Friday, October 24, 2008

Great Sound in 'yud' gallery at CJM

It was an amazing opportunity last night to hear a HUB piece in performance. So often I am listening as a performer which is a way different experience from actually just sitting back and absorbing a piece. VAV, Chris Brown's commission for John Zorn's Aleph-Bet Sound Project at the beautiful new Contemporary Jewish Museum in downtown San Francisco on Oct. 23rd.

This was an unusual HUB event for a lot of reasons. This piece more than most of our other pieces was not done as collectively as usual. Chris got the commission and did a lot of the ground work on the piece, designing a functioning user interface and really clearly specifying all the parameters before any of the rest of us worked on the piece. Still the end result had the characteristic "collective" sound that is emblematic of the HUB's work.

There was some back and forth over email when we were putting this piece together about attribution and this spirit of cooperation that felt to be partially violated in the way this piece came to Chris first. He was clearly credited for his excellent work on it in a way that separated him from the rest of the group. This is unusual from our usual practice. However, having gone through the full experience now, it is clear it was his vision of this piece and hard work to make it happen that made a significant portion of what we heard in this magnificent new space last night.

It was pleasure to meet Dan Schifrin as well writer in residence and director of Public programs at the museum. What an interesting job to have; to be responsible for this amazing acoustic space with the promise of it's rich future for performance and interaction.

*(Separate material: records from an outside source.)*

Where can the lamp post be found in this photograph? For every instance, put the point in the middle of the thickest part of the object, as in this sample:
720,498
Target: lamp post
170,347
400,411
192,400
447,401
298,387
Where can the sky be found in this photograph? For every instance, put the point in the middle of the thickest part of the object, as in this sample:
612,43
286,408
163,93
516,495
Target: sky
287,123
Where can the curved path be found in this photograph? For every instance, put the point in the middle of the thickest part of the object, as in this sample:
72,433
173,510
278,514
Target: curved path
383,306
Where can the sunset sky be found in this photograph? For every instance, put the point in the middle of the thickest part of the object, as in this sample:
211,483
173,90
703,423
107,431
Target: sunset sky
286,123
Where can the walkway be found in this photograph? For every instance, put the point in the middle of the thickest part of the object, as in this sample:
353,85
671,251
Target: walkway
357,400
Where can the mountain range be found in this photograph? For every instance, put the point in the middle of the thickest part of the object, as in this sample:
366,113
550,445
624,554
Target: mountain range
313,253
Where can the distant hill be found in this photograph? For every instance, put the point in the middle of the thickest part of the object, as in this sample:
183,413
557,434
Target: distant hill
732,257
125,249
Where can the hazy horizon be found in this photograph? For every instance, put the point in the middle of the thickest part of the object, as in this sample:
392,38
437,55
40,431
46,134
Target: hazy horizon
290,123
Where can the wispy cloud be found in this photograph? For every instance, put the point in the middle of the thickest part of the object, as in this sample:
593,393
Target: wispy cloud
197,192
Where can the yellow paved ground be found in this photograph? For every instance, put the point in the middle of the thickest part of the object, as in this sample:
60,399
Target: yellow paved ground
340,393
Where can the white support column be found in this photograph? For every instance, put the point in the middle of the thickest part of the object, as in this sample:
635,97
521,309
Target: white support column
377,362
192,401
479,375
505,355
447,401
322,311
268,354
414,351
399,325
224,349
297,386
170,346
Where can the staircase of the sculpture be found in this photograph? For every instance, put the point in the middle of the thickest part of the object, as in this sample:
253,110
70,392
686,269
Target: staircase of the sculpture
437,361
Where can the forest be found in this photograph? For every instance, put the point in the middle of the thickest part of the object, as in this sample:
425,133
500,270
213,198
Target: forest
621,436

There are some interesting problems that are presented by the architects vision of this room, supposedly designed for sound, but more aligned with visual aesthetic considerations. For the concert last night they brought in 4 surround speakers and a LFE subwoofer for in the plain of the gallery while the Mackie UPM 100 that are installed above for the standard playback just acted for the lift provided by the "center" channel of the 5.1 mix that Chris had done. Looking at the space it was hard to understand why the architect, Daniel Libeskind, did not specify that the speaker system be built into the walls of the space. For that matter, why weren't the lights also integrated into the walls? The striking non-perpendicular aspect of the room is unnecessarily disturbed by the lighting and speaker grid above the space.

However, I am not complaining this is a spectacular venue in a fantastic new venue that promises to fully enrich the cultural life of the Bay Area and it was a real thrill to be a part of the beginning of what promises to be years of rich new culture creation associated with this new resource.